Top Five Takeaways from Q3 '25 Apartment REIT Calls
1. Renter Financial Health Remains Strong—But Commitment Phobia Grows
(07:15 – 16:00)
- Key Points:
- Despite macro jitters—job cuts, rumored economic slowdowns—renter health appears stable.
- Rent-to-income ratios are "healthy low" (sub-20%); incomes of new residents are up year-over-year.
- No uptick in delinquencies, move-outs, or lease breaks reported.

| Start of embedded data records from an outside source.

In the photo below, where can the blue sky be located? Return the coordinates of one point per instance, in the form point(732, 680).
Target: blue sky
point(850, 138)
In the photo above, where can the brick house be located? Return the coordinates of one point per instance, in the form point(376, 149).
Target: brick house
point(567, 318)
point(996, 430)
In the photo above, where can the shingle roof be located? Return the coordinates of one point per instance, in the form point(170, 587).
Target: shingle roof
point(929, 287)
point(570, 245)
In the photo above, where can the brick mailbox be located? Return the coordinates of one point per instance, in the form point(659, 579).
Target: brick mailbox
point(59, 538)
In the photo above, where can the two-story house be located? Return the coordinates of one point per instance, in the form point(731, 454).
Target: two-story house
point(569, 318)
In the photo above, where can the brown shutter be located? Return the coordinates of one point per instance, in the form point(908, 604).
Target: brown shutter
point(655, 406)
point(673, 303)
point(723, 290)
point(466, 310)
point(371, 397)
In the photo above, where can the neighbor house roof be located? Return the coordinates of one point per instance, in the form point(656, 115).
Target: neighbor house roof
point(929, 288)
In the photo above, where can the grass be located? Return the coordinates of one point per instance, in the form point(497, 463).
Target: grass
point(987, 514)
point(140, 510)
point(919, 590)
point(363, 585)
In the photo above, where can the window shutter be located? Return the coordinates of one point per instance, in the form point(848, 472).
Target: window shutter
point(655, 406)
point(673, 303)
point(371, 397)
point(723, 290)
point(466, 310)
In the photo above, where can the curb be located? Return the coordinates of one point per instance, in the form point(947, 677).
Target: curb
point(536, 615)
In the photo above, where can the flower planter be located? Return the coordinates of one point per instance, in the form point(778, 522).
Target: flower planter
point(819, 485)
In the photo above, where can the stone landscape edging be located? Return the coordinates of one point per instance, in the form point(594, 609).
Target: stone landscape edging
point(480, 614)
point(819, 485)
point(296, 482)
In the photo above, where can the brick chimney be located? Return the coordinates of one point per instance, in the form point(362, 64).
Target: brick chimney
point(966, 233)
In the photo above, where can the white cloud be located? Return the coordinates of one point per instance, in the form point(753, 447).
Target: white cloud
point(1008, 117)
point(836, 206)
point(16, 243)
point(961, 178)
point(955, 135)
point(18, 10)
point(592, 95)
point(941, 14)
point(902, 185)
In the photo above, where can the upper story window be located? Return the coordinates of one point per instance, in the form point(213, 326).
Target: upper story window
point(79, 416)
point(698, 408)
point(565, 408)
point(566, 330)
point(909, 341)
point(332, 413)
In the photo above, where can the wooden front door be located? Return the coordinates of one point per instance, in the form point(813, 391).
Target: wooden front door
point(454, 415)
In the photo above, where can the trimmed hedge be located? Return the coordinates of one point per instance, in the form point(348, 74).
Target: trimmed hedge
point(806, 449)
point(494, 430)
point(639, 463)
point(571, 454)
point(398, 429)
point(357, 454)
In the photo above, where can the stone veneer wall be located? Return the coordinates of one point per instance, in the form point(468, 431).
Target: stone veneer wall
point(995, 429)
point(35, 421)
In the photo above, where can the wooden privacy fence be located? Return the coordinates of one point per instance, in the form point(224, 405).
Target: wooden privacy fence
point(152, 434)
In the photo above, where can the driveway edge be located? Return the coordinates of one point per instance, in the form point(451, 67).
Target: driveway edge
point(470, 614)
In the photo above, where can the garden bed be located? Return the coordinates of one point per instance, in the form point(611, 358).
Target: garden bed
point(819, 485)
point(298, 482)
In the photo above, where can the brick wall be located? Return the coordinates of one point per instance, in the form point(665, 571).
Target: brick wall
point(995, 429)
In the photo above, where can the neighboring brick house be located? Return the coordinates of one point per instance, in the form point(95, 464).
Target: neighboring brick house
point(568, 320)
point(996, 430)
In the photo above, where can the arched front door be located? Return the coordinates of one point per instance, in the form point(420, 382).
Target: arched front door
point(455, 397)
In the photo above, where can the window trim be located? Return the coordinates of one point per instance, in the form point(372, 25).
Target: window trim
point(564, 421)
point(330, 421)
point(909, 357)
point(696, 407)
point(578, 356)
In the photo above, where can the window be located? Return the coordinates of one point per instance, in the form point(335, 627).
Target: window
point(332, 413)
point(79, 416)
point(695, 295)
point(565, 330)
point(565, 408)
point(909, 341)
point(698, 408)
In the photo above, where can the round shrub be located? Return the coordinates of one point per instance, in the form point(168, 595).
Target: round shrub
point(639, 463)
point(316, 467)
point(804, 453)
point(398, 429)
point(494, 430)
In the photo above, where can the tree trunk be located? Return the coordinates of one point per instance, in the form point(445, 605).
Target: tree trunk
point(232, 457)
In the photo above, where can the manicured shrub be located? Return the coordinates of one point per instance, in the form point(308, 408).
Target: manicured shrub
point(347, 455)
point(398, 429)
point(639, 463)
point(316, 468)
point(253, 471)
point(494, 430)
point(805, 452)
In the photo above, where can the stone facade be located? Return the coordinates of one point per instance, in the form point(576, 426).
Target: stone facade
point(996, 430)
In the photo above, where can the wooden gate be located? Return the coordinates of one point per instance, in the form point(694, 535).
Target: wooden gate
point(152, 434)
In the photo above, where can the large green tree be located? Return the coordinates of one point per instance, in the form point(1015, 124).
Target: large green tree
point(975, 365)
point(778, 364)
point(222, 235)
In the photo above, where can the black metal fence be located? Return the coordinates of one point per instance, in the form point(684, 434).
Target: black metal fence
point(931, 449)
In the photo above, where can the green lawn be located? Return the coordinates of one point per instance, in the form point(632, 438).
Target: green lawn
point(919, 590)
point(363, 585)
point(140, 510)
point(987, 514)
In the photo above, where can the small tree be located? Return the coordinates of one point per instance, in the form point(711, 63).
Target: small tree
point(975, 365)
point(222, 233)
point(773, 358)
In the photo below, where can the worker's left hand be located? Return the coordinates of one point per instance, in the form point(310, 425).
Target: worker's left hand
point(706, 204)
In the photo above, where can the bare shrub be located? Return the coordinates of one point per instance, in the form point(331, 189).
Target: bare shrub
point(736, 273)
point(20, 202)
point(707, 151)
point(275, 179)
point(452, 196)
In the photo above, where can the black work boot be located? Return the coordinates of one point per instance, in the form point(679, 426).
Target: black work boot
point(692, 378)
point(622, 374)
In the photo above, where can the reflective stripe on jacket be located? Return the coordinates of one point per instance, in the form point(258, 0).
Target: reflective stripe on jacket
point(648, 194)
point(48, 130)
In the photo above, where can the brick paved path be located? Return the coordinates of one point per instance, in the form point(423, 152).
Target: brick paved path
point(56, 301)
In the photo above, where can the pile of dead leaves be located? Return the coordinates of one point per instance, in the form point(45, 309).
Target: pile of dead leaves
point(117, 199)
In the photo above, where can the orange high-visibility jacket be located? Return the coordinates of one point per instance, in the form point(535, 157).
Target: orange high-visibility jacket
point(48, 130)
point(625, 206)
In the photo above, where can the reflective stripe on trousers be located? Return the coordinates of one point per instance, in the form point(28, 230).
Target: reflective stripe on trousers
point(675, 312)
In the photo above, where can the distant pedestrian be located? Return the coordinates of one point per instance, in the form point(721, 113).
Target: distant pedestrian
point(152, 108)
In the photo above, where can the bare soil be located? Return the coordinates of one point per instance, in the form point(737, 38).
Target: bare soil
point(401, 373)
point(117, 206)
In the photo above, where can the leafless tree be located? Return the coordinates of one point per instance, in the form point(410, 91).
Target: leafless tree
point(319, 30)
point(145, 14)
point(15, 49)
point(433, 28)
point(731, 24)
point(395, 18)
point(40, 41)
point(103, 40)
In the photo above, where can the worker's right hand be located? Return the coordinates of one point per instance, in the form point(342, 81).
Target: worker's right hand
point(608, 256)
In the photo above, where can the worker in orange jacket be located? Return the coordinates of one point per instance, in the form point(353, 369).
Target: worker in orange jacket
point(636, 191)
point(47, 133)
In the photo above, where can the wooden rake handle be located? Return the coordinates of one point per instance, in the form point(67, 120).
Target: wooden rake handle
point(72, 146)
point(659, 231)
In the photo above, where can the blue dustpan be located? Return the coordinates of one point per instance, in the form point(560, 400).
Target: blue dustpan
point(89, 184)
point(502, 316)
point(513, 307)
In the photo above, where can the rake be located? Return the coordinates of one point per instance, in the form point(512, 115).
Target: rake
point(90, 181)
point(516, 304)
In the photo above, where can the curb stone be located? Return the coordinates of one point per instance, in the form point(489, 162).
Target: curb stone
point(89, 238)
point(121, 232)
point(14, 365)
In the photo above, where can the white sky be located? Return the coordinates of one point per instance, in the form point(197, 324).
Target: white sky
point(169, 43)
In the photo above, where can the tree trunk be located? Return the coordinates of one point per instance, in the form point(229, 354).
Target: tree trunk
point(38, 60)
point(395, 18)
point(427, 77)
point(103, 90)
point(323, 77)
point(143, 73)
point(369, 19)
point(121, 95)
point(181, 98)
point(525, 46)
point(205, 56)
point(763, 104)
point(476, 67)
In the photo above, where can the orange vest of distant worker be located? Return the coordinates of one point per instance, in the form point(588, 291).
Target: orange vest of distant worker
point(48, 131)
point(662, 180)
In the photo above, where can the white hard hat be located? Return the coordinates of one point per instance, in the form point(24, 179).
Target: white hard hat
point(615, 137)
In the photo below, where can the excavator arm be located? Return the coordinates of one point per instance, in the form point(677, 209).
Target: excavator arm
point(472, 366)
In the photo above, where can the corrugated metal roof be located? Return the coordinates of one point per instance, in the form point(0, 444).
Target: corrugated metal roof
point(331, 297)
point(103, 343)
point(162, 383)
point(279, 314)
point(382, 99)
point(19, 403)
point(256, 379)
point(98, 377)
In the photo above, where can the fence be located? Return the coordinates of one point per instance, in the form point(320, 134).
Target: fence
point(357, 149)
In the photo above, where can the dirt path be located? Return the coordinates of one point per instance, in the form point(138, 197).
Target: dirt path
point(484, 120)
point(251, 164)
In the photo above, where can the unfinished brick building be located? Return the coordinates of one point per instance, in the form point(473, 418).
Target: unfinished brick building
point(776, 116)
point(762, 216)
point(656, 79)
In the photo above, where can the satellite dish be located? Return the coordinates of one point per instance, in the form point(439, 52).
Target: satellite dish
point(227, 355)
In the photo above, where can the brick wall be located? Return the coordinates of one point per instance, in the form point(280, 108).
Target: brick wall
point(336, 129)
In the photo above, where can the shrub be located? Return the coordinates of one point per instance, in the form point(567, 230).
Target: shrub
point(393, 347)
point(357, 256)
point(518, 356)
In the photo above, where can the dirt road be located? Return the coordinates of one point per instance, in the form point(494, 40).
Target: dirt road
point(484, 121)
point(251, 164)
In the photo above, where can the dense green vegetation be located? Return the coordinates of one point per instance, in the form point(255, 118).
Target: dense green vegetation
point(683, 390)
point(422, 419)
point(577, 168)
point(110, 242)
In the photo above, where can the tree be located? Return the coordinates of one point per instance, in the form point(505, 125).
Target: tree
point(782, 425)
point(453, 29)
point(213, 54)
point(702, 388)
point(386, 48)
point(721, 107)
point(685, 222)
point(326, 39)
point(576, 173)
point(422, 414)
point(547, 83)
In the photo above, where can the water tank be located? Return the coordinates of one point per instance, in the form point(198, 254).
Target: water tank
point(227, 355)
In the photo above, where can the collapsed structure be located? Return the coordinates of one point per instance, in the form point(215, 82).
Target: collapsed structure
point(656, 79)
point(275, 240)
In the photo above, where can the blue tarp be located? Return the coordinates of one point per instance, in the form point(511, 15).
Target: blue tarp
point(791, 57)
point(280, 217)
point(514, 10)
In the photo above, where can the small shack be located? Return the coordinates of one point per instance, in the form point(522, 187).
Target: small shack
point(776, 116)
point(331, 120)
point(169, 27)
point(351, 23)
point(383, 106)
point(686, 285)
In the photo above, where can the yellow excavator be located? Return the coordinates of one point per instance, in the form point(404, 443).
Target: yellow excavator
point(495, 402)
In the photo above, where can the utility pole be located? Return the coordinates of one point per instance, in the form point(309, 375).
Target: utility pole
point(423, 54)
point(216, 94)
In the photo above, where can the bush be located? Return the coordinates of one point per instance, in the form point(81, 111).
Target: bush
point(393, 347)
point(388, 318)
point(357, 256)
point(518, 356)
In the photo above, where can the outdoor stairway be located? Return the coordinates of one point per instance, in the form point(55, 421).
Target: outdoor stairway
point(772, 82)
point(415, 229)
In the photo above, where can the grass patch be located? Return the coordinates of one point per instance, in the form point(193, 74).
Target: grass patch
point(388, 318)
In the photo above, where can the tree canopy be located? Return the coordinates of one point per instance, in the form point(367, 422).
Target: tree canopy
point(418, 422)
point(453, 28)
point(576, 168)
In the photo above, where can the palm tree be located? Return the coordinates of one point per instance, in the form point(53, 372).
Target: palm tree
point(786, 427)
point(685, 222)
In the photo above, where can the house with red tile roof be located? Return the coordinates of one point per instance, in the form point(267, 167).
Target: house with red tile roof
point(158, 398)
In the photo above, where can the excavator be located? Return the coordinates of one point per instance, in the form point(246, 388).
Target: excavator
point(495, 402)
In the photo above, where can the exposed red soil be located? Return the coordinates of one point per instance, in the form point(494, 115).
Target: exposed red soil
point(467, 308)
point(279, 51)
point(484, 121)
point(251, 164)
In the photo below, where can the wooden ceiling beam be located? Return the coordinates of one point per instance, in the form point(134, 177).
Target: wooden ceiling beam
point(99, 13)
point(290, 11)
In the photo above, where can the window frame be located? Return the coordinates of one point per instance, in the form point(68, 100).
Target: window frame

- CEOs quoted include Mark Parrell (Equity Residential), Brad Hill (MAA), and Sean Breslin (AvalonBay), all noting strong wage growth and stable resident employment.
- Notable Quotes:
- “We see our existing residents as having a generally stable employment situation and good wage growth… continued improvements in delinquency and no sign of customer financial stress.” – Mark Parrell, Equity Residential (08:50)
- “That’s driving favorable rent to income ratios, which remain [a] healthy low of 20%.” – Brad Hill, MAA (09:50)
- However:
- Prospective renters are increasingly “commitment-phobic,” showing caution and indecision in new leasing, especially in markets affected by government shutdowns and layoffs (Washington D.C.).
- Operators are “giving on rent” to protect occupancy as urgency drops among new renters.
- “There was just a little less sense of urgency to buy and sign on the dotted line and commit to move-in dates.” – Michael Manelis, EQR (13:20)
2. Q3 Leasing Season Ended Early, Softening Rents/Occupancy
(16:00 – 25:00)
- Key Points:
- REITs observed an early-than-usual seasonal drop in leasing activity, leading to softer rents and more concessions.
- "Economic occupancy… fell below… outlook in September and continued to be below for October." – Sean Breslin, AvalonBay (17:40)
- Retention rates remain high, but new lease rent growth is decelerating more than is typical seasonally.
- Market Nuance:
- Some REITs (like IRT) argue the leasing season started early, so demand may have simply shifted.
- Sun Belt specialist MAA reports “pretty typical seasonality,” with some signs of less negative new lease declines vs. last year.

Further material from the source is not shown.